You learn to do that in Survival School, and I’ve been to a few of them because I was flying world-wide. After what has been dumped in the waterways, I’m not sure I would trust fish anymore.

5 Anntichrist S. Coulter { 04.14.07 at 11:52 pm }

Another aspect of land “scarcity” in Louisiana is the post-Katrina gouging and artificial inflation of land “values,” not to mention the removal of shitloads of perfectly usable housing units and otherwise unused empty land that has been pulled off of the market.

Apparently, the only people who are “welcome” to move into Louisiana or to own property or find new rentals are the rich yuppies, while more and more public and subsidized housing is being removed from the market, “gentrified” (flipped for richer buyers, removing rentals from the market for poor/working-class tenants), or just flat-out destroyed (most notably in Orleans) so that the municipalities, parishes & state can turn around and sell that property to major developers.

More yuppie-scum condos, fewer “projects,” and nowhere for the poor, the disabled, or the otherwise disenfranchised to go.

I’ll never get the hell out of Redneckistan at this rate.

6 Anntichrist S. Coulter { 04.14.07 at 11:53 pm }

And another thing that I’ve been curious about but haven’t seen anything about in the media — all of those community gardens in New Orleans, those nice little half-acre plots where locals could grow their own food, since most rental properties don’t have the space — do they even still exist anymore? Or are they being “re-utilized” so that the city can turn that land into something more “profitable”?

7 Bryan { 04.15.07 at 3:01 am }

The whole thing about NOLA that makes no business sense [I’m talking small business, the kind that actually provides real, local jobs] is where are the workers supposed to live? You can’t run a tourist based economy if the workers can’t afford to live there. You can’t staff a government, if workers can’t afford to live in the area.

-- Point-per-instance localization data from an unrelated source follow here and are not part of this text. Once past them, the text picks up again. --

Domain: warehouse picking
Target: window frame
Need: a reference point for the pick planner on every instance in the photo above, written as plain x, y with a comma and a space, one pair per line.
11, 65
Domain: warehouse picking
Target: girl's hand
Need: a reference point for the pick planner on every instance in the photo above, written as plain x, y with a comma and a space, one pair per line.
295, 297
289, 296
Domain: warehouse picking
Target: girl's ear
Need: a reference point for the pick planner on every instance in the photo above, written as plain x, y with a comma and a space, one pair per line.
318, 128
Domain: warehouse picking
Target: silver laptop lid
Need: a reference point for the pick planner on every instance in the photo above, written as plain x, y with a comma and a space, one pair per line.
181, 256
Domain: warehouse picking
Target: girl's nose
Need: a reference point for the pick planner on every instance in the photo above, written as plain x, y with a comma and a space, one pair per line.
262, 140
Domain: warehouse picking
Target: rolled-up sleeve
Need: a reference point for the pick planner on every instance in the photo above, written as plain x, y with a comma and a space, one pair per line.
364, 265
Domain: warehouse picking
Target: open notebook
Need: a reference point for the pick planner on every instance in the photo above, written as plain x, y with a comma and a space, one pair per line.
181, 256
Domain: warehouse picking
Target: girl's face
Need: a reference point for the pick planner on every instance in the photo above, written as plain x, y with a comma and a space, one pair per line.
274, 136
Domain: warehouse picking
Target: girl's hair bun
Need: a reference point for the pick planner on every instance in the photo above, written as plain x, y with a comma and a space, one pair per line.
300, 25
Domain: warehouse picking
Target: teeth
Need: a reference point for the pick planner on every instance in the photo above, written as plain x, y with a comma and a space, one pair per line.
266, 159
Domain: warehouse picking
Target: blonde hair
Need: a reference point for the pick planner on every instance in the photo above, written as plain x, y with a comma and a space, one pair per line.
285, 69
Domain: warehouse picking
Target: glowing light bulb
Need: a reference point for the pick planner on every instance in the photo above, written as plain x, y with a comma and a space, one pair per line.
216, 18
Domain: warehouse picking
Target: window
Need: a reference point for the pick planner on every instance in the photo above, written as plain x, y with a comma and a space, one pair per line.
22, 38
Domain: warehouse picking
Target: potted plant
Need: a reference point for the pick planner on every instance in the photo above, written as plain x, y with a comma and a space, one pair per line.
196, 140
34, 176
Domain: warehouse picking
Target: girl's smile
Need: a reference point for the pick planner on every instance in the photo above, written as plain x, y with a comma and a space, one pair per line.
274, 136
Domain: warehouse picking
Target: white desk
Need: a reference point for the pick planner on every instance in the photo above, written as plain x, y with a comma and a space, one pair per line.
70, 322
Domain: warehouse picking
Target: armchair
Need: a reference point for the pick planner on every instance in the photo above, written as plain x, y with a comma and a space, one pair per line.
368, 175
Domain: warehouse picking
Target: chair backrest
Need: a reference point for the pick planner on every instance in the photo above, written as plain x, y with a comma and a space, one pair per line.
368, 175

Gentrification will kill the business environment. People don’t want to carry their own luggage, wash their own dishes, make their own beds, clean their own rooms, when they go on vacation. There are a lot of unskilled and semi-skilled jobs that need to be filled, but they can’t be filled if there is no place to live.

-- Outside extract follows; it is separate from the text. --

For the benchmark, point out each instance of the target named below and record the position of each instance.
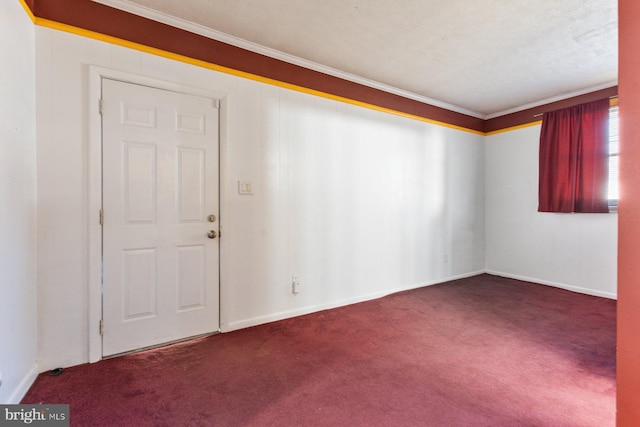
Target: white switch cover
(244, 187)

Things are so bad here, that one of the guys in town who owns a restaurant rents a four-bedroom house for his workers to give them a place to stay until they can find something on their own. With all of the deposits required, people can’t just rent a place when they go to work, they have to work for a few months to get the deposit together.

These people aren’t thinking things through, they aren’t looking at the entire picture. I watched it happen in Destin, and it is a pitiful thing to see.

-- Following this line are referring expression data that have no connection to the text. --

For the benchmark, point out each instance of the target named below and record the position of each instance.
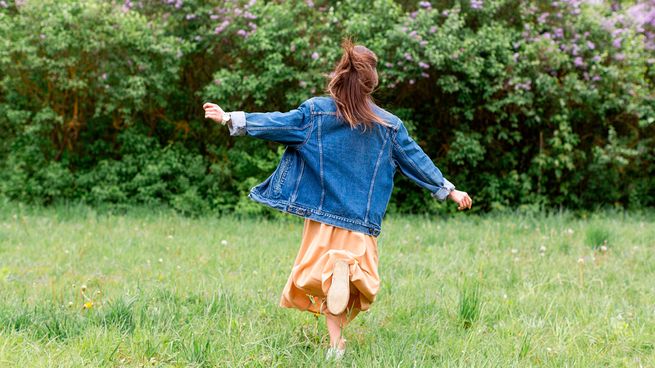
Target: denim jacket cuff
(444, 191)
(237, 123)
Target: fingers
(465, 203)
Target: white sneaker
(334, 353)
(339, 293)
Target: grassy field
(82, 288)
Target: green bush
(522, 104)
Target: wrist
(226, 118)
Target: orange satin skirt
(311, 276)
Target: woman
(342, 152)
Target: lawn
(83, 288)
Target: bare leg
(335, 325)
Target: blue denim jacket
(333, 173)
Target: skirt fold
(311, 276)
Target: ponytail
(355, 78)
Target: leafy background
(527, 104)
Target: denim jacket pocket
(281, 175)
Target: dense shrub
(527, 103)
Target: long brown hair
(354, 79)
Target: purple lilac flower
(559, 32)
(477, 4)
(578, 61)
(222, 26)
(617, 42)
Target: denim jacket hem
(316, 215)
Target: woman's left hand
(214, 112)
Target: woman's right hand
(214, 112)
(461, 198)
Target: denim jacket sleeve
(290, 128)
(417, 166)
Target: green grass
(467, 291)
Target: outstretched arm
(290, 128)
(417, 166)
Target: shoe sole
(339, 293)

8 Anntichrist S. Coulter { 04.15.07 at 6:27 pm }

Ahhh, but with all of Dumbya’s special-entre’ “guest workers” taking over Orleans & Jefferson parishes (not to mention the Salvadoran, Guatemalan and Honduran gangs driving the crime rate up higher than pre-Katrina), I’m guessing that the construction corporations who get special permission to pay illegal immigrants below-standard (below-living wages, really) are finding ways to house those workers much like the Irish ghettos when Canal Street was being built.

But as for actual Americans who want to return to New Orleans, whatever their field of employment, it doesn’t seem like there’s ever going to be adequate housing or anything that they can afford. They’re tearing down the public housing projects, the landlords are not reinvesting in subsidized-housing units, and the gubmint sure as hell isn’t spending a dime to help poor people come the hell home.

So, apparently, if you want to live in New Orleans, you have to be rich, white, and republicunt, or undocumented, Central American, and willing to work yourself to death with no OSHA, no healthcare and no job security.

9 Bryan { 04.15.07 at 9:28 pm }

A lot of the people who were imported into NOLA have moved out, with some of them stopping here, because living conditions are better, though the pay isn’t.

The corporations are deducing the taxes from the workers, but a lot of the corrupt bastards aren’t reporting the taxes to the government, they are simply reducing workers wages. That’s the most common method of paying sub-minimum wages.